With my poor driving performance in mind, then, being let loose on the roads after 30 or fewer hours of practice could seem rather too early, even if one does manage to get through the practical test without any major cause for concern. Compare this with learning to fly. Undoubtedly, most people would consider flying a plane more difficult than driving a car. Put the average person into an aircraft and the chances are they won't even be able to start the engine, let alone safely get it into the air. However, the average time it takes for a person to be 'let loose' and fly solo is only around 10 to 20 hours - barely half the time it takes to pass a driving test and be permitted to drive a car solo. And the minimum age is less strict, too: 17 years old to drive a car alone, 16 to fly powered aircraft, and only 14 to fly a glider. With such low mimimum age requirements, it's easy to look at learning to fly and say: "well, if a 14-year-old can do it, there can't be much to this flying business, after all."

In my opinion, though, the minimum age requirement for flying solo isn't a sign that flying is easy, but is instead a testament to the professionalism of those who do learn to fly at such a young age. I certainly wouldn't have been disciplined enough to plough through air law guides (you need to pass an air law exam before soloing) in my spare time at 14, or even 16.

Of course it is true that in some ways, flying is easier than driving. Keeping in a straight line, for instance, especially when the air is reasonably still and the aircraft is trimmed accordingly, requires virtually no effort whatsoever. And the same goes for simple climbs, descents, and basic turns, all of which can be picked up fairly quickly and easily. However, flying is virtually never this straightforward. Whereas picking up the controls mid-flight can be laughably simple, there's always the business of getting it up there in the first place, and of course, getting it down.

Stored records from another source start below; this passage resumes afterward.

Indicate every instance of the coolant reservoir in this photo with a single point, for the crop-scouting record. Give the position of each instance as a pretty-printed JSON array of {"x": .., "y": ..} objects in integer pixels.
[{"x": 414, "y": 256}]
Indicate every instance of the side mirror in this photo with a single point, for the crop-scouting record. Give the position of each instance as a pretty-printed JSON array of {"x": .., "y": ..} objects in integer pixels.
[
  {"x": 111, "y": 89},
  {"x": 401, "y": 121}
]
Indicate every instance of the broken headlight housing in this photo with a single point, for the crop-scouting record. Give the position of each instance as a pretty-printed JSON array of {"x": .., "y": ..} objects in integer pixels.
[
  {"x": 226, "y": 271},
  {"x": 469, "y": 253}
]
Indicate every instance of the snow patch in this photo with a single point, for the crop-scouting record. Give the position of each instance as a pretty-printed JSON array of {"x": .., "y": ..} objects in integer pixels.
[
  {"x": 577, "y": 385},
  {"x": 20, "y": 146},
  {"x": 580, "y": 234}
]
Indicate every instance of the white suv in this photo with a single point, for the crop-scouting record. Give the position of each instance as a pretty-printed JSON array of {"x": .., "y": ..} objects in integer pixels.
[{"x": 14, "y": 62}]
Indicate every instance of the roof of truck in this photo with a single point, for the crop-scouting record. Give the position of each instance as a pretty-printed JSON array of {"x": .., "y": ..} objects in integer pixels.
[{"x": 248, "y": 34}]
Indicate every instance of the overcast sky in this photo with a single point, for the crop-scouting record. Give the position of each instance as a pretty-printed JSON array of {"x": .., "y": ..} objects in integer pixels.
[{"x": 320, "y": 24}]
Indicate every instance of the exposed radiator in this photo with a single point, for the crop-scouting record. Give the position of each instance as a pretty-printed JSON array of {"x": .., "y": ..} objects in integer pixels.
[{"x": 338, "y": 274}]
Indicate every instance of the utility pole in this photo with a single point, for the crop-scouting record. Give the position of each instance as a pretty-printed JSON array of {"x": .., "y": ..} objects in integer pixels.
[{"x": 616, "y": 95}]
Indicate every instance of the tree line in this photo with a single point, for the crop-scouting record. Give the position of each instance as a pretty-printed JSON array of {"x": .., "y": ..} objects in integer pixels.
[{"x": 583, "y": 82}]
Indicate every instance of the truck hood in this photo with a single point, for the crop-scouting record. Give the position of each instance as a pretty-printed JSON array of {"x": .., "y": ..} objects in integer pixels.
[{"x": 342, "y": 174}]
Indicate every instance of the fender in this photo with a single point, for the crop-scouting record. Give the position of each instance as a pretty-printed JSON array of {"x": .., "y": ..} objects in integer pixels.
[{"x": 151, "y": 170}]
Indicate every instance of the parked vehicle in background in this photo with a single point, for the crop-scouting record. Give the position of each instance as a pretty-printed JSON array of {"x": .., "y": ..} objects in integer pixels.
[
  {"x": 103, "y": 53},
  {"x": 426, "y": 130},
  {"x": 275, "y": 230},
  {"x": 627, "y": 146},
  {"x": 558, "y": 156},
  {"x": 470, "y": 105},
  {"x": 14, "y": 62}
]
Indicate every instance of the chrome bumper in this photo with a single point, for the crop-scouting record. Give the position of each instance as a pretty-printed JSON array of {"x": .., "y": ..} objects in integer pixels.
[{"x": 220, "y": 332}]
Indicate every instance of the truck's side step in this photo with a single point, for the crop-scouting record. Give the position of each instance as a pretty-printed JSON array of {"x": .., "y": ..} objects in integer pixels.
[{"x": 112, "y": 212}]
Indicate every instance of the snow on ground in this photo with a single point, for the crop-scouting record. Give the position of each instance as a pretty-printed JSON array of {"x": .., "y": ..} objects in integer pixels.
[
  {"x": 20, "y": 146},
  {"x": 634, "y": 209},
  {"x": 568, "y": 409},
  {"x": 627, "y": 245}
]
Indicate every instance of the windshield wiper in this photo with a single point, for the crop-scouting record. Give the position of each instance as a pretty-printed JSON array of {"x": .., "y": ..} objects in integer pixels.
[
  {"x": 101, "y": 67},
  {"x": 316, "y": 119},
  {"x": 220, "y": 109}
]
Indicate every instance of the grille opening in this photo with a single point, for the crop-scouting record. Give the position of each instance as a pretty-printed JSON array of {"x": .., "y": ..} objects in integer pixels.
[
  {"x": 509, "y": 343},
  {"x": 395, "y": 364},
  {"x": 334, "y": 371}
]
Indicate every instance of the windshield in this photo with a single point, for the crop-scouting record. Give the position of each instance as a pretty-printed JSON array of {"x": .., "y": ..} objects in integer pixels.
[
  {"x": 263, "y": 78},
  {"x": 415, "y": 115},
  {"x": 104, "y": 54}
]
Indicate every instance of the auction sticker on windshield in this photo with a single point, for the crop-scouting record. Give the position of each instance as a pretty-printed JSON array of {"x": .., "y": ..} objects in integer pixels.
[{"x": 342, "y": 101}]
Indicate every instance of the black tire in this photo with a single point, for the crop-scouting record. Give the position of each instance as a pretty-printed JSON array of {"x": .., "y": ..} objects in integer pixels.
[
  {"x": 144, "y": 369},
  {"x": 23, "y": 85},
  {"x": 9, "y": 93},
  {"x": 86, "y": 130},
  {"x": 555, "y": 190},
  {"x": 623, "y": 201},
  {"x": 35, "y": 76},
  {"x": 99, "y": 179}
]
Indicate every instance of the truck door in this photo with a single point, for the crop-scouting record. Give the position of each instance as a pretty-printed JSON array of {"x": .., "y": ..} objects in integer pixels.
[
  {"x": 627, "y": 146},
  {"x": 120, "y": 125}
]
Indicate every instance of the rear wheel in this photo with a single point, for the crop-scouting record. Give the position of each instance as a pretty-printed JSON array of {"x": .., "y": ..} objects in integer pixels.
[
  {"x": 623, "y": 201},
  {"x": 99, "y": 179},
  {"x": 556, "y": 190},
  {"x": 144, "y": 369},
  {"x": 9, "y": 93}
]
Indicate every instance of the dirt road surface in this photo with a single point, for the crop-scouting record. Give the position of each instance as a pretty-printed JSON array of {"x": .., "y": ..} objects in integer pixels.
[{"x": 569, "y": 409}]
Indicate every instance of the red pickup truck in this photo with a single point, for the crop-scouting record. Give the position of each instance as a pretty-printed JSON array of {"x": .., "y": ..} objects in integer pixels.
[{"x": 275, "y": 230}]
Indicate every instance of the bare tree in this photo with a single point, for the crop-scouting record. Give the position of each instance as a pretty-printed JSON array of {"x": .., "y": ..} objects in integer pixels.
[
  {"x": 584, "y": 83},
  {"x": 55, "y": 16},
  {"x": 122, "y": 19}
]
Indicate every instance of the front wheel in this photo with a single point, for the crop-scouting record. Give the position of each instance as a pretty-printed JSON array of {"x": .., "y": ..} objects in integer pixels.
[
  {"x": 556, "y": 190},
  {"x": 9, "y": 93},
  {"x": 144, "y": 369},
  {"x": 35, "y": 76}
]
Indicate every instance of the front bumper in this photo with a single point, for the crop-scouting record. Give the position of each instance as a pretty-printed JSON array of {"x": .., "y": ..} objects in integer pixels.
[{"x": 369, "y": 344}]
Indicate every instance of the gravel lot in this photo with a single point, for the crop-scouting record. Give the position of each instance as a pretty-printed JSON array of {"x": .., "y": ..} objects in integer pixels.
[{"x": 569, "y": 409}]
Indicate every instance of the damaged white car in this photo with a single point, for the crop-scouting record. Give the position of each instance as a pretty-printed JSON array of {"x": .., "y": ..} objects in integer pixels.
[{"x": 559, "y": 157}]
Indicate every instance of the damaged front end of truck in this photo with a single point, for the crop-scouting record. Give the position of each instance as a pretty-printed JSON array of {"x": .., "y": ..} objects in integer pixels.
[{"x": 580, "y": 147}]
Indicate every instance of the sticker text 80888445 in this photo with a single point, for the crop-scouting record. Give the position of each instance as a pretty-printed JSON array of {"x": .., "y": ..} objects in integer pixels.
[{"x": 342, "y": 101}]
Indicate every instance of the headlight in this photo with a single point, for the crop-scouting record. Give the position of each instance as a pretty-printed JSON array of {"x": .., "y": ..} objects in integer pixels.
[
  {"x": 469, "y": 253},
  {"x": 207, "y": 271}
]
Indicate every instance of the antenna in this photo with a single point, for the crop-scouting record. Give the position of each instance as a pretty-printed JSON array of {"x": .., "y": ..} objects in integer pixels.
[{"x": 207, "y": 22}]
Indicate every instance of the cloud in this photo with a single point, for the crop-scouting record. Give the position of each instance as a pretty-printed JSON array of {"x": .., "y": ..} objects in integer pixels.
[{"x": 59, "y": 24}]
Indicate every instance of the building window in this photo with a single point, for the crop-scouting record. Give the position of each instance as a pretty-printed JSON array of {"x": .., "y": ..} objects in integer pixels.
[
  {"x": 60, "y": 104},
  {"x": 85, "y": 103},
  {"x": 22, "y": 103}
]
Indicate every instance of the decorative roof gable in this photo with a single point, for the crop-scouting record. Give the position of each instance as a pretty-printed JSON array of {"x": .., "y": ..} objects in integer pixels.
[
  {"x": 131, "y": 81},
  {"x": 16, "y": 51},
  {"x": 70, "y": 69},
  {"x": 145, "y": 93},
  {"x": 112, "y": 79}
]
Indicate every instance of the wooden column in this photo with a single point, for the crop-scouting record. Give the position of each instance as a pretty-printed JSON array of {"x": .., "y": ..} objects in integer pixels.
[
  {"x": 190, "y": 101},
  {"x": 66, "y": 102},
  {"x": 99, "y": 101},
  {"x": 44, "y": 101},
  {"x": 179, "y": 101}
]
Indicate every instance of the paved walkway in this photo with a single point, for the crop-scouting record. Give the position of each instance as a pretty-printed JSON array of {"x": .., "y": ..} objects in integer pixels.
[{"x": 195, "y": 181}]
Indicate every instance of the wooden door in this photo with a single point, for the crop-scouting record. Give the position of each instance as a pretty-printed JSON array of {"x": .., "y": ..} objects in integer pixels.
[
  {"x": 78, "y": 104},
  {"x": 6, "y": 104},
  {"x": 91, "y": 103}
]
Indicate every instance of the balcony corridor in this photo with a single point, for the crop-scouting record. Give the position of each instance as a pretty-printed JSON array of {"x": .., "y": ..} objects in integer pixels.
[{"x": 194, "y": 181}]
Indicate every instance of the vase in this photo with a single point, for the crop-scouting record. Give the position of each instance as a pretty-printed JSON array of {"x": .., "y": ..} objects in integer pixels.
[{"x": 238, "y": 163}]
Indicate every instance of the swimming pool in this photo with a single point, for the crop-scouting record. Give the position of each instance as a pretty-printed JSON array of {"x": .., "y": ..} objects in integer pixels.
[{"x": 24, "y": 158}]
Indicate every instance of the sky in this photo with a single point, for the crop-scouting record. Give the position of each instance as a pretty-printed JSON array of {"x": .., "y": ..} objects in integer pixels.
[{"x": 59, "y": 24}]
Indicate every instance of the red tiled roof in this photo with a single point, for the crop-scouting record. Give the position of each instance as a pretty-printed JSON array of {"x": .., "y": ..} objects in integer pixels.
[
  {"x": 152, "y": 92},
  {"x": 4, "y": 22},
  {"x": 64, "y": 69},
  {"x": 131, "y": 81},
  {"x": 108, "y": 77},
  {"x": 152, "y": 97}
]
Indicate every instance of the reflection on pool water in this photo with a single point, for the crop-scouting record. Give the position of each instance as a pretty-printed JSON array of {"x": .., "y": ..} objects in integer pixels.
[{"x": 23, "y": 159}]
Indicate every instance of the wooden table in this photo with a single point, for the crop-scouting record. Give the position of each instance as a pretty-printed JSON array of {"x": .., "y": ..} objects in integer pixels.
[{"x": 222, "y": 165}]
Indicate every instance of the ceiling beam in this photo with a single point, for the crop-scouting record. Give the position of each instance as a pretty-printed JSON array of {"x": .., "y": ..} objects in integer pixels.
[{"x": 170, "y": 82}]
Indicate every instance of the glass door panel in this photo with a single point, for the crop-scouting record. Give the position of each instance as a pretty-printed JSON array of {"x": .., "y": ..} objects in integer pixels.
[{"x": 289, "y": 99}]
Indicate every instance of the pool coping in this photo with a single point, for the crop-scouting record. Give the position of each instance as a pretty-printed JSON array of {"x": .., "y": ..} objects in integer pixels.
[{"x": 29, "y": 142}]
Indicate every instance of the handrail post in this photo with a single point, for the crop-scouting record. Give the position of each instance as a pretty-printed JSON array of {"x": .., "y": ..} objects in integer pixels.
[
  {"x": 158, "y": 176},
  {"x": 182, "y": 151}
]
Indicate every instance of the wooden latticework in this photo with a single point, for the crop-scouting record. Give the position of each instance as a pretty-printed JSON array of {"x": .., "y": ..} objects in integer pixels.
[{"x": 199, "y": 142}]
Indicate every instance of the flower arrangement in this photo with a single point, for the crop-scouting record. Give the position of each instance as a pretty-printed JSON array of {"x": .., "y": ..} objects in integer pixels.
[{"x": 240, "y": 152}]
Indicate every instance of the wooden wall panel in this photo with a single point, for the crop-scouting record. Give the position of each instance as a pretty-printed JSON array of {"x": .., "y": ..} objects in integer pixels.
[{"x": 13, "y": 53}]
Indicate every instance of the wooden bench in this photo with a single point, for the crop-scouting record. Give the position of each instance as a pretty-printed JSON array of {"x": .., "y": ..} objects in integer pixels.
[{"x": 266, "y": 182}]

And then there's the weather. While weather can occasionally affect driving (icy or wet roads, snow covering the windscreen, etc.), when it comes to flying, it's all-important. It dictates the direction the aircraft takes off, the speed at which it's able to climb, the height at which it's able to fly, and of course, the question of whether it's able to fly at all. Ice on the wings can turn a perfectly serviceable aircraft into a big, expensive, out-of-control brick. The same goes for storm clouds and mountain winds. Because of this, every pilot needs to be a bit of an amateur meteorologist, with a deep respect for the weather and for what it can do to poor unexpecting aircraft.

Whereas driving lessons are pretty much the be all and end all of learning to drive, when it comes to flight training, the lessons themselves are just the tip of the iceberg. Of course, there's the driving theory test, but this can be revised for and mastered in a matter of hours. Compare this with obtaining a pilot's licence. I'm currently studying for an NPPL, arguably one of the most basic licences available to UK pilots, but even this requires five theoretical examinations, an oral and practical test, and a recommended additional licence in radiotelephony. All of this equates to a lot of homework - a lot of time spent studying the weather, aerodynamics, navigation, and, vitally, preparing for when things go wrong.

Because of these additional areas of study, many of which are almost limitless in their scope (take the weather, for instance - one can spend an entire career attempting to accurately guess its next move), learning to fly is a far more involved and in depth process than learning to drive. Ask me the exact quantity of fuel my car's tank, or its optimum oil temperature, or its most efficient cruising speed, and I'd have little idea of the answer, even after spending hundreds of hours driving it. But ask the same questions about the aircraft I've only sat in for around 20 hours, and I'd instantly be able to tell you, solely because of the in-depth homework required when learning to fly.

Plus, there's always the fact that you can't exactly pull over and call for a knowledgeable mechanic to diagnose that spluttering engine 2,000ft in the air.